Lady Kluck was a loud, fat chicken woman who took care of Maid Marian (and, presumably, may have wet-nursed her with chicken milk!?) in Disney’s Robin Hood. Kluck was so fat, in fact, that she was nearly the size of an adult male bear. Being a four-hundred-pound chicken, she wasn’t afraid to throw down in a fight with a lion and a gay snake* (even though the lion was her boss! #LeanIn), and she had monstro jugs, but in a maternal, sexless way, which is a total rip-off. Like, she doesn’t even get to have a plus-sized fuckfest with Baloo!?

(It’s weird that motherhood is coded as sexless, by the way. I know most of America is clueless about the female reproductive system, but if there’s one thing most babies have in common it’s that your dad goofed in your mom.)

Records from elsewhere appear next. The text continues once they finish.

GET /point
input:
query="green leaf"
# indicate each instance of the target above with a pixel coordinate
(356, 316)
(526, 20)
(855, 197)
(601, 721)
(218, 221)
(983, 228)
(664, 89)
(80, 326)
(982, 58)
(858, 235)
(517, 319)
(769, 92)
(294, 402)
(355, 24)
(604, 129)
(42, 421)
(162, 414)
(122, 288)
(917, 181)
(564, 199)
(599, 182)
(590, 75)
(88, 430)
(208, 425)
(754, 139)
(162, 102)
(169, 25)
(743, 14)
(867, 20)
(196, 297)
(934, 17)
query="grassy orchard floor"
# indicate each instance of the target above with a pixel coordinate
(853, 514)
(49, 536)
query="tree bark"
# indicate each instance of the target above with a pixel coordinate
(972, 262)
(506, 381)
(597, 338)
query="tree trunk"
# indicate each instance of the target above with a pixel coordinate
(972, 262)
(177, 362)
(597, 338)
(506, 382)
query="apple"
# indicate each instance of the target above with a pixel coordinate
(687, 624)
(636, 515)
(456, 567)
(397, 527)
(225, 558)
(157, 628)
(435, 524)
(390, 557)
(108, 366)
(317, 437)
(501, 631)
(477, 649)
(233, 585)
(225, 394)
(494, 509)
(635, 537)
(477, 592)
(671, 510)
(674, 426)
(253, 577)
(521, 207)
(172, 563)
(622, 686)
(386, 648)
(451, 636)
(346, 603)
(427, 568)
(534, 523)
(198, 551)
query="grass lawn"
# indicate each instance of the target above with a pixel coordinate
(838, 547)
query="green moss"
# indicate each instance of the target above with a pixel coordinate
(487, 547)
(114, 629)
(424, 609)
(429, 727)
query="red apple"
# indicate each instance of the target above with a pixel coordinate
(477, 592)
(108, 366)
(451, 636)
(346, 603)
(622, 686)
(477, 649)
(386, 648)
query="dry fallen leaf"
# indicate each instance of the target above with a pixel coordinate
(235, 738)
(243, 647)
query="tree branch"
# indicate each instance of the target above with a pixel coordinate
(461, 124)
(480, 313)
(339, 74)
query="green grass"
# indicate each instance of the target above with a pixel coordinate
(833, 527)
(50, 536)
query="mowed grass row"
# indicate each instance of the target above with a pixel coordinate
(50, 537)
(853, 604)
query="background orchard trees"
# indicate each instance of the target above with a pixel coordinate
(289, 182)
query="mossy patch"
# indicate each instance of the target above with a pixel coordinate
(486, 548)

Baloo Dressed as a Sexy Fortune-Teller

In order to assist Robin Hood in ripping off Prince John’s bejeweled decadence caravan, Baloo adorns himself with scarves and rags and golden bangles and whirls around like an impish sirocco, utterly beguiling PJ’s guard rhinos and incapacitating them with boners. Baloo dressed as a sexy fortune-teller luxuriates in every curve of his huge, sensuous bear butt; self-consciousness is not in his vocabulary. He knows he looks good. The most depressing thing I realized while making this list is that Baloo dressed as a sexy fortune-teller is the single-most positive role model of my youth.

The Queen of Hearts

I do not even know this bitch’s deal. In Alice in Wonderland, her only personality trait is “likes the color red,” she doesn’t seem to do any governing aside from executing minors for losing at croquet, and she is married to a one-foot-tall baby with a mustache. She is, now that I think about it, the perfect feminazi caricature: fat, loud, irrational, violent, overbearing, constantly hitting a hedgehog with a flamingo. Oh, shit. She taught me everything I know.

That Sexual Tree from The Last Unicorn

This fine lady was just minding her biz, being a big purple tree, when Schmendrick the garbage sorcerer came along and accidentally witchy-pooed her into a libidinous granny. Then he’s all mad when she nearly smothers him twixt her massive oaken cans! Hey, man, if you didn’t want to get motorboated to death by a fat tree, you should have picked something thinner and hotter to transform into your girlfriend. Like a spaghetti noodle, or clarinet.

The sex-tree that launched a thousand confusing fetishes taught me that fat women’s sexuality isn’t just ludicrous, it’s also suffocating, disgusting, and squelchy.

Miss Piggy

I am deeply torn on Piggy. For a lot of fat women, Piggy is it. She is powerful and uncompromising, assertive in her sexuality, and wholly self-possessed, with an ostentatious glamour usually denied anyone over a size 4. Her being a literal pig affords fat fans the opportunity to reclaim that barb with defiant irony—she invented glorifying obesity.

But also, you guys, Miss Piggy is kind of a rapist? Maybe if you love Kermie so much you should respect his bodily autonomy. The dude is physically running away from you.